Order of operations of exponents

[fatron]

I have here two examples of differentiation using the chain rule. They are both very similar except the end order of operations of the exponents and I'm very confused as to why.

f(x)=(5x-3x^2)^-1/2
f'(x)=(5-6x)/2(√(5x-3x^2))^3

f(x)=12(x+6)^-1/3
f'(x)=-4/^3√(1+6)^4

^3√ = ^-1/3 I wasn't sure how to write that properly.

In the top one we calculate the root first and then the power but the bottom one we do it the other way round and I can't see why. My understanding is that we always calculate the root first and then do the power?

I've tried to be clear but I may have fluffed it. Apologies if I've made a mistake.
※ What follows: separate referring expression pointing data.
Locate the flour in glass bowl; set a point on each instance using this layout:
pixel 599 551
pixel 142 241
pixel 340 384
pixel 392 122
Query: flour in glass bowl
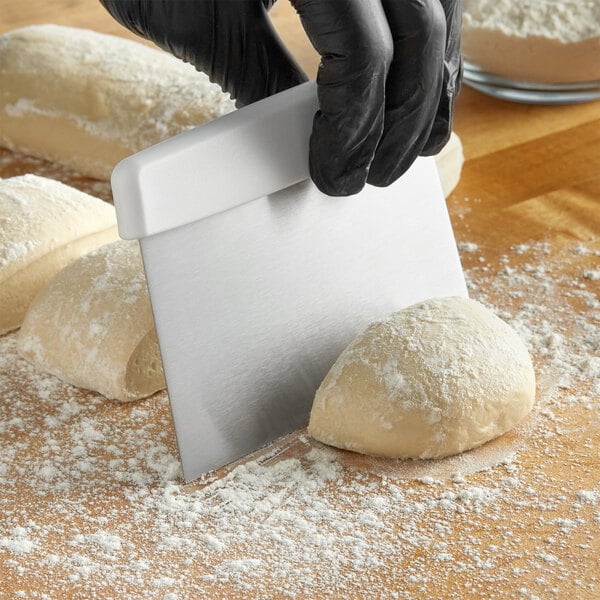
pixel 545 41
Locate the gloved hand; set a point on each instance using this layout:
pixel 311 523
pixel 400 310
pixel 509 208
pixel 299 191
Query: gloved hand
pixel 389 72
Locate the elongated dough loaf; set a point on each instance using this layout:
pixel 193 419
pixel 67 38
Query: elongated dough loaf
pixel 44 225
pixel 87 100
pixel 92 326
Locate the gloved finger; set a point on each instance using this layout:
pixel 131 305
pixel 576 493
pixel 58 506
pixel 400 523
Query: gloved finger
pixel 442 126
pixel 232 41
pixel 355 44
pixel 413 86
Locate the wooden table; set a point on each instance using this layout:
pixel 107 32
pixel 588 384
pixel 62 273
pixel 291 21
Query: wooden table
pixel 91 504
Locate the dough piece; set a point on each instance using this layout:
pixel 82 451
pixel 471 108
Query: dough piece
pixel 92 326
pixel 449 163
pixel 87 100
pixel 432 380
pixel 44 225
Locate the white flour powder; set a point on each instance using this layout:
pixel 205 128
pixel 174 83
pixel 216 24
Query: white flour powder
pixel 92 504
pixel 551 41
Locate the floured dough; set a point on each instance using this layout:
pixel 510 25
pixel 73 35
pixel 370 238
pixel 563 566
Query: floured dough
pixel 92 326
pixel 87 100
pixel 449 162
pixel 44 225
pixel 432 380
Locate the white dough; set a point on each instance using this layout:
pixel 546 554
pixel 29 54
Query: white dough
pixel 449 163
pixel 432 380
pixel 87 100
pixel 92 326
pixel 44 225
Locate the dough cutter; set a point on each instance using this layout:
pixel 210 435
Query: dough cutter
pixel 257 280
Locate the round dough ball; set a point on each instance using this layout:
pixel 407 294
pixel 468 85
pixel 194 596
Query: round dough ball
pixel 92 326
pixel 432 380
pixel 87 99
pixel 44 225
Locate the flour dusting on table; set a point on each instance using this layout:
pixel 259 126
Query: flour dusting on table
pixel 300 519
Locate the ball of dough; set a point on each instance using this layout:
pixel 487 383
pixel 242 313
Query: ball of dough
pixel 87 100
pixel 44 225
pixel 92 326
pixel 432 380
pixel 449 163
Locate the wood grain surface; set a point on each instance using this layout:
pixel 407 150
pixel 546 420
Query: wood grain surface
pixel 517 518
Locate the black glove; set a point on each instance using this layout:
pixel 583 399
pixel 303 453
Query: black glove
pixel 389 73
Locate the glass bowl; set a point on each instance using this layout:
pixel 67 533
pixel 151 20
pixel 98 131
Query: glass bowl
pixel 536 51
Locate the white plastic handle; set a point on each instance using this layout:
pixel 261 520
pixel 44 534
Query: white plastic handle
pixel 240 157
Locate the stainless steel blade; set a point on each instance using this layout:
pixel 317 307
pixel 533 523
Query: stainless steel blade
pixel 253 305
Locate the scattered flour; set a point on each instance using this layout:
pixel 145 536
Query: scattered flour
pixel 93 504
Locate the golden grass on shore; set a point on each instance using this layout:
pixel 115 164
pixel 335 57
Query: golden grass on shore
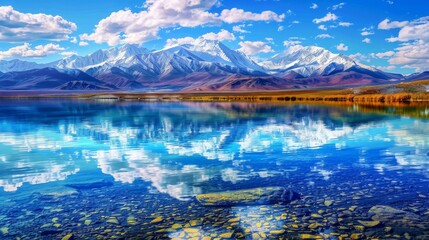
pixel 411 92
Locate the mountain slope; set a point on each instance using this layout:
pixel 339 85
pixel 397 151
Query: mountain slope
pixel 47 79
pixel 203 65
pixel 312 61
pixel 18 65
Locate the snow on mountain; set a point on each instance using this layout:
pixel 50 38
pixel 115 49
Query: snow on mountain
pixel 311 61
pixel 108 56
pixel 214 52
pixel 18 65
pixel 203 65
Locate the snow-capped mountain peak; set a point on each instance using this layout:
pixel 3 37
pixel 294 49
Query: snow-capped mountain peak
pixel 310 61
pixel 110 56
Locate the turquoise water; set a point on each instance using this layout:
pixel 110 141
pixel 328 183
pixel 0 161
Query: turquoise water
pixel 87 170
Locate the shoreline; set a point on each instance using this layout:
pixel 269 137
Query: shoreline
pixel 402 93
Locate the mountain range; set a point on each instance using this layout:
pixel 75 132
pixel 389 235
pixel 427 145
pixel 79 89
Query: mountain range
pixel 204 65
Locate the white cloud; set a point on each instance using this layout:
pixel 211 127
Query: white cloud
pixel 223 35
pixel 342 47
pixel 325 35
pixel 345 24
pixel 366 40
pixel 417 29
pixel 322 27
pixel 235 15
pixel 25 51
pixel 73 40
pixel 386 68
pixel 179 41
pixel 412 55
pixel 24 27
pixel 239 29
pixel 383 54
pixel 83 43
pixel 68 53
pixel 414 51
pixel 366 33
pixel 360 57
pixel 125 26
pixel 270 40
pixel 329 17
pixel 387 24
pixel 289 43
pixel 338 6
pixel 252 48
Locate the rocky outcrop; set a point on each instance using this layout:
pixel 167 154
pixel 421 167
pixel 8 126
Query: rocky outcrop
pixel 255 196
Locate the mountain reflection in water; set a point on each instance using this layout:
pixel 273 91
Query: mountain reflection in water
pixel 185 149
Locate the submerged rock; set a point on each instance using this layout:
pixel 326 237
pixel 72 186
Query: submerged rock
pixel 86 186
pixel 255 196
pixel 392 215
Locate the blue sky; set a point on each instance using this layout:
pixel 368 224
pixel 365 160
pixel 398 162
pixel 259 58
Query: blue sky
pixel 392 35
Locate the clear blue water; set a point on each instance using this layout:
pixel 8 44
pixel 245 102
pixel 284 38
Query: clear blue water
pixel 88 170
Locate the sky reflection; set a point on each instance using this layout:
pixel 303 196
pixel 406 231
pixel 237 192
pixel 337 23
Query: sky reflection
pixel 181 148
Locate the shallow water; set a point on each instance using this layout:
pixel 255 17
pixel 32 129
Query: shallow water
pixel 88 170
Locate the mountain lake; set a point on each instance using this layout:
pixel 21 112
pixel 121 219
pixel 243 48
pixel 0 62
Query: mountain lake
pixel 74 169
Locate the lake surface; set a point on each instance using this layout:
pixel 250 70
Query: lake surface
pixel 87 170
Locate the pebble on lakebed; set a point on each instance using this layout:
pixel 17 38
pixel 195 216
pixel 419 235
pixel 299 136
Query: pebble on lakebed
pixel 255 196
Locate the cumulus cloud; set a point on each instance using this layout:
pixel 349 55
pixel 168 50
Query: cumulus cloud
pixel 412 55
pixel 338 6
pixel 366 33
pixel 125 26
pixel 329 17
pixel 223 35
pixel 322 27
pixel 360 57
pixel 325 35
pixel 73 40
pixel 342 47
pixel 25 51
pixel 24 27
pixel 414 49
pixel 345 24
pixel 239 29
pixel 252 48
pixel 366 40
pixel 83 43
pixel 383 54
pixel 417 29
pixel 179 41
pixel 68 53
pixel 235 15
pixel 387 24
pixel 386 68
pixel 289 43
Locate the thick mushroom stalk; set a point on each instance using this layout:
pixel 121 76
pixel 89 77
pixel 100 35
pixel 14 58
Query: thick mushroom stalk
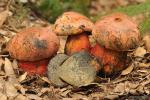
pixel 77 27
pixel 72 23
pixel 112 61
pixel 76 43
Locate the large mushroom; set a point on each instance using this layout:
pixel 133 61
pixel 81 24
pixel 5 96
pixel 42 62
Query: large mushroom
pixel 115 34
pixel 76 27
pixel 32 45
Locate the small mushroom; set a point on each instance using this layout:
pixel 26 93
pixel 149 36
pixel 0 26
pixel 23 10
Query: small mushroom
pixel 72 23
pixel 76 27
pixel 78 69
pixel 34 67
pixel 117 32
pixel 33 44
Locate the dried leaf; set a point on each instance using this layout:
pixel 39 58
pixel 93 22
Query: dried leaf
pixel 21 97
pixel 8 68
pixel 3 96
pixel 120 88
pixel 20 88
pixel 127 70
pixel 11 91
pixel 15 64
pixel 140 52
pixel 146 40
pixel 23 77
pixel 3 17
pixel 1 63
pixel 144 64
pixel 33 97
pixel 46 80
pixel 111 97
I have attached the workbook answers as a picture as well.

Thanks

 

[skeeter]

[math]x^{\frac{a}{b}} = \left(x^{a}\right)^{\frac{1}{b}} = \sqrt[b]{x^a}[/math]
or ...

[math]x^{\frac{a}{b}} = \left(x^{\frac{1}{b}}\right)^a = \left(\sqrt[b]{x}\right)^a[/math]

 

[JeffM]

I have here two examples of differentiation using the chain rule. They are both very similar except the end order of operations of the exponents and I'm very confused as to why.

f(x)=(5x-3x^2)^-1/2
f'(x)=(5-6x)/2(√(5x-3x^2))^3

f(x)=12(x+6)^-1/3
f'(x)=-4/^3√(1+6)^4

^3√ = ^-1/3 I wasn't sure how to write that properly.

In the top one we calculate the root first and then the power but the bottom one we do it the other way round and I can't see why. My understanding is that we always calculate the root first and then do the power?

I've tried to be clear but I may have fluffed it. Apologies if I've made a mistake. I have attached the workbook answers as a picture as well.

Thanks

[math]\text {Let } u = 5x - 3x^2 \implies \\ \text {both } \dfrac{du}{dx} = 5 - 6x\\ \text {and } y = (5x - 3x^2)^{-1/2} = u^{-1/2}.[/math]
[math]\therefore \dfrac{dy}{du} = - \dfrac{1}{2} * u^{\{(-1/2)-1\}} = -\dfrac{1}{2} * u^{-3/2} = - \dfrac{1}{2u^{3/2}} = - \dfrac{1}{2(\sqrt{u})^3} = -\dfrac{1}{2(\sqrt{5x - 3x^2})^3}.[/math]
[math]\text {Thus, by the chain rule, } \dfrac{dy}{dx} = \dfrac{dy}{du} * \dfrac{du}{dx} = - \dfrac{5 - 6x}{2(\sqrt{5x - 3x^2})^3}.[/math]
I do not see any issue of order of operations.

[math]\text {Let } v = x + 6 \implies \\ \text {both } \dfrac{dv}{dx} = 1 \\ \text {and } z = 12(x + 6)^{-1/3} = 12v^{-1/3}.[/math]
[math]\therefore \dfrac{dz}{dv} = - \dfrac{1}{3} * 12 * v^{\{(-1/3)-1\}} = - 4v^{-4/3} = \dfrac{-4}{(\sqrt[3]{v})^4} = \dfrac{-4}{(\sqrt[3]{x + 6})^4}.[/math]
[math]\text {Thus, by the chain rule, } \dfrac{dz}{dx} = \dfrac{dz}{dv} * \dfrac{dv}{dx} = \dfrac{-4}{(\sqrt[3]{x + 6})^4}.[/math]
Again, I see no issue involving order of operations. Please tell us exactly where you are confused.